Opening on Saturday, September 12th, the gallery presents an exhibition by New York-based artist Katy Schimert. This will be the artist's first one-person exhibition at David Zwirner and her third solo show in New York. In this exhibition, the artist will present drawings, large-scale wall drawings, sculpture and a Super-8 film transferred to video. This will be Schimert's first new body of work since "Oedipus Rex: The Drowned Man" which was exhibited at the Renaissance Society at the University of Chicago in 1997 and the 1997 Whitney Biennial. The exhibition will coincide with the release of a catalogue of the artist's work published by The Renaissance Society. The catalogue includes an essay by Lynne Cooke and is the first monograph on the artist's work.

For her current exhibition Schimert has developed a set of ideas in a group of drawings which in turn inform a body of sculpture and a Super-8 film.

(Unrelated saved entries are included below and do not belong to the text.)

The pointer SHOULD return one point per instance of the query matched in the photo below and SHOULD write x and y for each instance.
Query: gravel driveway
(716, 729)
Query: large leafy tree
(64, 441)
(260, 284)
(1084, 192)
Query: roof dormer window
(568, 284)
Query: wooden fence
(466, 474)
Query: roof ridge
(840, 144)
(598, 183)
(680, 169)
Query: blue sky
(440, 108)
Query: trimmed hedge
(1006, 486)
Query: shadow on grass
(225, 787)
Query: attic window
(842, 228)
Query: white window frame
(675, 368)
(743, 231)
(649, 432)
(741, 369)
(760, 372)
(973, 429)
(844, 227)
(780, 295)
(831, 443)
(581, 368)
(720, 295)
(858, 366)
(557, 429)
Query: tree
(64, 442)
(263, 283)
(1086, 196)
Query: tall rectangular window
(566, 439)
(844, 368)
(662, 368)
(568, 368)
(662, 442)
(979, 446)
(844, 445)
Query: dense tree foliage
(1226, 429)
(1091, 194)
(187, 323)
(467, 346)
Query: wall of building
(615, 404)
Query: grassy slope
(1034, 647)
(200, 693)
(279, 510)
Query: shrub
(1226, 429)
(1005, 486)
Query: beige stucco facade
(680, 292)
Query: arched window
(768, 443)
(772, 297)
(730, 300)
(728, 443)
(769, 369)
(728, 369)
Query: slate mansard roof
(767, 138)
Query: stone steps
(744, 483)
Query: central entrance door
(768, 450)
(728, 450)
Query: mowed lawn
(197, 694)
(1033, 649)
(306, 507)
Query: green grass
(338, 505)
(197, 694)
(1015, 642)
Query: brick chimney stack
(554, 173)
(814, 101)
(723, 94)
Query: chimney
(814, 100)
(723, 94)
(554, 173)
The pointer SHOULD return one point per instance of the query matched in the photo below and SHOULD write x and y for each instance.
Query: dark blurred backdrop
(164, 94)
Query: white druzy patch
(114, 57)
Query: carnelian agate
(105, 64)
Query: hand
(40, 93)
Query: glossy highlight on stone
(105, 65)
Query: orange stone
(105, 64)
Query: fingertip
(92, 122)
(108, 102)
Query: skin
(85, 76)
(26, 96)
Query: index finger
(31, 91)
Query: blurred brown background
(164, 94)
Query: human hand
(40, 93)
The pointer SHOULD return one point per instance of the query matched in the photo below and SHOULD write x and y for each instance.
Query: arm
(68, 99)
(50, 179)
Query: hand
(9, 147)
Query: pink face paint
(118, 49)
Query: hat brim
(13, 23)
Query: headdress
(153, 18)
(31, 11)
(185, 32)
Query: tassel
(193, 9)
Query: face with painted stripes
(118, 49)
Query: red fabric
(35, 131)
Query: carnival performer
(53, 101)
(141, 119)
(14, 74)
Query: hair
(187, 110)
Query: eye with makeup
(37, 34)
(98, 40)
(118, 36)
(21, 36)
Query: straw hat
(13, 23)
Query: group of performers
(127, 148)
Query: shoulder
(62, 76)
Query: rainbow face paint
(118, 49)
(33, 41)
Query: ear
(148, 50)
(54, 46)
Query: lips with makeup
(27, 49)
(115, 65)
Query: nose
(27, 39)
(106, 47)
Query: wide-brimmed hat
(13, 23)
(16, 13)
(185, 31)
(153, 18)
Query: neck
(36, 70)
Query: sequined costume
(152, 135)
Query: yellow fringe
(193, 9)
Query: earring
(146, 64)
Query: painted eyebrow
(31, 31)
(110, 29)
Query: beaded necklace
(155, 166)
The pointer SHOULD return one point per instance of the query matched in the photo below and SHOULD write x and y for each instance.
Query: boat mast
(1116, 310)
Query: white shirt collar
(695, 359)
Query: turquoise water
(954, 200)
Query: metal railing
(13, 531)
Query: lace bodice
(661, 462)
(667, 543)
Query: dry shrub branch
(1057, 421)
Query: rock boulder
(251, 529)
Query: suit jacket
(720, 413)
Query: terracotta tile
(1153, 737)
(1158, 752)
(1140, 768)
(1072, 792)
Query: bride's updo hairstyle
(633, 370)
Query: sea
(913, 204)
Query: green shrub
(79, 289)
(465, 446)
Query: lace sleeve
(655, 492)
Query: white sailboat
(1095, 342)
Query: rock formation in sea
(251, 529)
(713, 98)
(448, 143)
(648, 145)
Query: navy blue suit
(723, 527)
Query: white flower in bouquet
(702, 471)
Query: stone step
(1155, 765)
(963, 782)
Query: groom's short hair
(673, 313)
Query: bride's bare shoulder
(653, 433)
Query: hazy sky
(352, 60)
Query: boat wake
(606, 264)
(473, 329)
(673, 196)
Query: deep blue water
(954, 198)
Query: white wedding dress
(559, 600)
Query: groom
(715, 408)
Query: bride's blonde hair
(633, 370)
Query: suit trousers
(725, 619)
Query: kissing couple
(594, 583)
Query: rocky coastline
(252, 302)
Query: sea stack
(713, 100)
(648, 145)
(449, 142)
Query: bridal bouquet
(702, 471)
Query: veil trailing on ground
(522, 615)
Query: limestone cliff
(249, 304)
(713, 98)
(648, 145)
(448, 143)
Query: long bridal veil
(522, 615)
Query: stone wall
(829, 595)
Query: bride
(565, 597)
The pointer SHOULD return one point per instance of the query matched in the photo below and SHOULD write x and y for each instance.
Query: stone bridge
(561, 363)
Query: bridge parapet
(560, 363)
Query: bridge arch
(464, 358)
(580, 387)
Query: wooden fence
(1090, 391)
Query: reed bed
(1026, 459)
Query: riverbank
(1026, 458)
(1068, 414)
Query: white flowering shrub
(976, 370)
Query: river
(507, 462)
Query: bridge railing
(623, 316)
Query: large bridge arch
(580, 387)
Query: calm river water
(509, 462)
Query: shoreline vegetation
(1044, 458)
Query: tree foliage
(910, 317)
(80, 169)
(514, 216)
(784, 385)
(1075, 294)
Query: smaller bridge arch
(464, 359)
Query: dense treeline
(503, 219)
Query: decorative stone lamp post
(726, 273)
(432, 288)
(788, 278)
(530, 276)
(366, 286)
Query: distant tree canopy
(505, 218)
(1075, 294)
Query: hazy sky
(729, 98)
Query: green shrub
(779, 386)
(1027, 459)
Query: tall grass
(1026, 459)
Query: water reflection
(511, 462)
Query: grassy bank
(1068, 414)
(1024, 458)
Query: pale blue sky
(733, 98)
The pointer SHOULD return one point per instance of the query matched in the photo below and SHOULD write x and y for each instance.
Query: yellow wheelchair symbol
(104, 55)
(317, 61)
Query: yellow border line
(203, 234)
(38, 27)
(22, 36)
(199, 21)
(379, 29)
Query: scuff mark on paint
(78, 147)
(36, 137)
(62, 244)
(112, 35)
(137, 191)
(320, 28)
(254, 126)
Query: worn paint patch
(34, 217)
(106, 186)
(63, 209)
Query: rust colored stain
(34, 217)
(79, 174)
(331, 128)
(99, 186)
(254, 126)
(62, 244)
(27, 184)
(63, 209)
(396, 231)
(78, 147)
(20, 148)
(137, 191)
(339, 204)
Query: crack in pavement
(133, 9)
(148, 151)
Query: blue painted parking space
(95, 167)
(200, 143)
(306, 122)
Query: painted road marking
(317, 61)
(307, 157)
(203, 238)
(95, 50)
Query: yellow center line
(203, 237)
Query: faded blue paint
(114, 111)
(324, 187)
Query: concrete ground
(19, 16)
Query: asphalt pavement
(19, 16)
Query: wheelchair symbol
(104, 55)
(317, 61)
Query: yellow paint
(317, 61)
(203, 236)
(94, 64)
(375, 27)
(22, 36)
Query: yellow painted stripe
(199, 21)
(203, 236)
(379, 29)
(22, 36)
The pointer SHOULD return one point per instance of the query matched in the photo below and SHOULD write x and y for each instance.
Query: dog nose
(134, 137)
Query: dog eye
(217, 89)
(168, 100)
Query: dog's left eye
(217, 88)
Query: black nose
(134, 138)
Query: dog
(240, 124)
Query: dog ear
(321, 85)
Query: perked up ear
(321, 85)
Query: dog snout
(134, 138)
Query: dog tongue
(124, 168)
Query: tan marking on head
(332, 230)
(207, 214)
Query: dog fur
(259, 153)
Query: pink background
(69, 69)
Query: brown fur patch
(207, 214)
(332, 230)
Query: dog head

The images that this body of work evokes are archetypes, both old and new: the sun, sun spots, the island of Manhattan, the Twin Towers, the Wall Street trader. But rather than forming a linear narrative, these images are reference points for work that is essentially abstract. The sculpture is executed in blown glass and ceramic which is saturated with color. It demands from the viewer an involvement which goes beyond the analytical. These highly sensual works investigate one of man’s most mysterious motivations: desire.

In the past, Schimert has looked to our shared lexicon of classical mythology and Romantic literature to create her work. While these references have informed the making of her work, they are not static loci of meaning; they constantly refract. The transgressive movement between the exterior world and the world that is unexplored or imagined as illustrated in mythology and Romantic poetry have allowed Schimert the dual task of making that which is unknown physical, and making that which is known transformative. In Schimert's new body of work, the references are even more circuitous and the gestural language of sculpture more pronounced.

The catalogue, "Oedipus Rex: The Drowned Man" published by the Renaissance Society at the University of Chicago will be available at the gallery.